Akhenaten may have been the first monotheist. We have his own words, carved in stone. The young pharaoh reports having been divinely guided to the exact place the Creator had manifested himself at the beginning of the world. It was a plain near the Nile, bounded by hills except on the east, a great amphitheatre facing the morning sun.
Akhenaten’s vision was not of many gods, but of one god—a god, with no female consort, who created himself anew each day. He was called the Aten, or Father Aten, and symbolized by the solar disk. “Thou didst fashion the earth according to thy desire when thou wast alone … thou appointest every man to his place and satisfiest his needs. Everyone receives his sustenance and his days are numbered.”
The Aten is the source of life itself. “Thou it is who causest women to conceive and makest seed into man, who gives life to the child in the womb of its mother, who comfortest him so that he cries not therein, nurse that thou art, even in the womb, who givest breath to quicken all that he hath made.” The god created the great life-giving Nile for Egypt, but he is a universal god who has placed “a Nile in heaven,” the source of rain, as a “gift to foreigners and to beasts of their lands.”

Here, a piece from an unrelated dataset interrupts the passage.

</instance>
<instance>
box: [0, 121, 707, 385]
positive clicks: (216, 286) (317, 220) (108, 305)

The Aten was symbolized by a figure of the sun with rays reaching out in all directions. At the end of each ray is an open hand reaching out in loving kindness, as if to touch with life, and to give and to receive gifts. “Thou art remote yet thy rays are upon the earth,” writes Akhenaten. “Thou are in the sight of men, yet thy ways are not known.” The Aten can also be very near, at least to his spokesperson. “Thou art in my heart.”
It was a breathtaking vision and it shook Egypt from its moorings. The other gods, he proclaimed, were not gods but idols. Upon his orders, their images were destroyed. In their place was put the austere hieroglyph for the Aten, increasingly understood not as the sun or even the sun-god, but as a distant and unrecognizable divinity.
This was gross impiety to most Egyptians, an insult to the gods. Akhenaten’s “monotheistic zeal offended their reverence for the phenomena [through which the gods made themselves present] and the tolerant wisdom with which they had done justice to the many-sidedness of reality,” explains Henri Frankfort.
The result was perhaps predictable. Upon the pharaoh’s death, priests and people alike turned against this strange and remote monotheism. The old statues, temples, and forms of worship were restored. Ahkenaten’s vision was a stunning venture in spiritual understanding but, in the end, came to nothing.
“Lord, what is the meaning of Akhenaten?”
Akhenaten was an extraordinary recipient of My inspiration (and of My) presence. He was, as all are, bound by his culture and the symbols he had available. But he got the main message—that, in a sense, I am One, that I am not to be equated with the sun or any other natural phenomena, that other gods are lesser or “mere” manifestations of Me or, in a sense, non-existent compared to Me. The problem he ran into is that he was alone in his receptivity. Others were not prepared, were not open. The most spiritual Egyptians of his era were attuned to the old religion and could not jump the traces. It would have seemed impious to them.
“What was the difference between them and the people of Israel?”
The people of Israel were a people. They—the mass of them—had an intuitive understanding of a Covenant. Remember that the mass of ancient Jews were not faithful, or (they were) faithful only periodically. But they all lived under the Covenant and understood that they so lived. Akhenaten tried to impose a spiritual vision from above, through imperial authority and example. Even his wife did not understand the vision; she followed it out of her great love for her husband.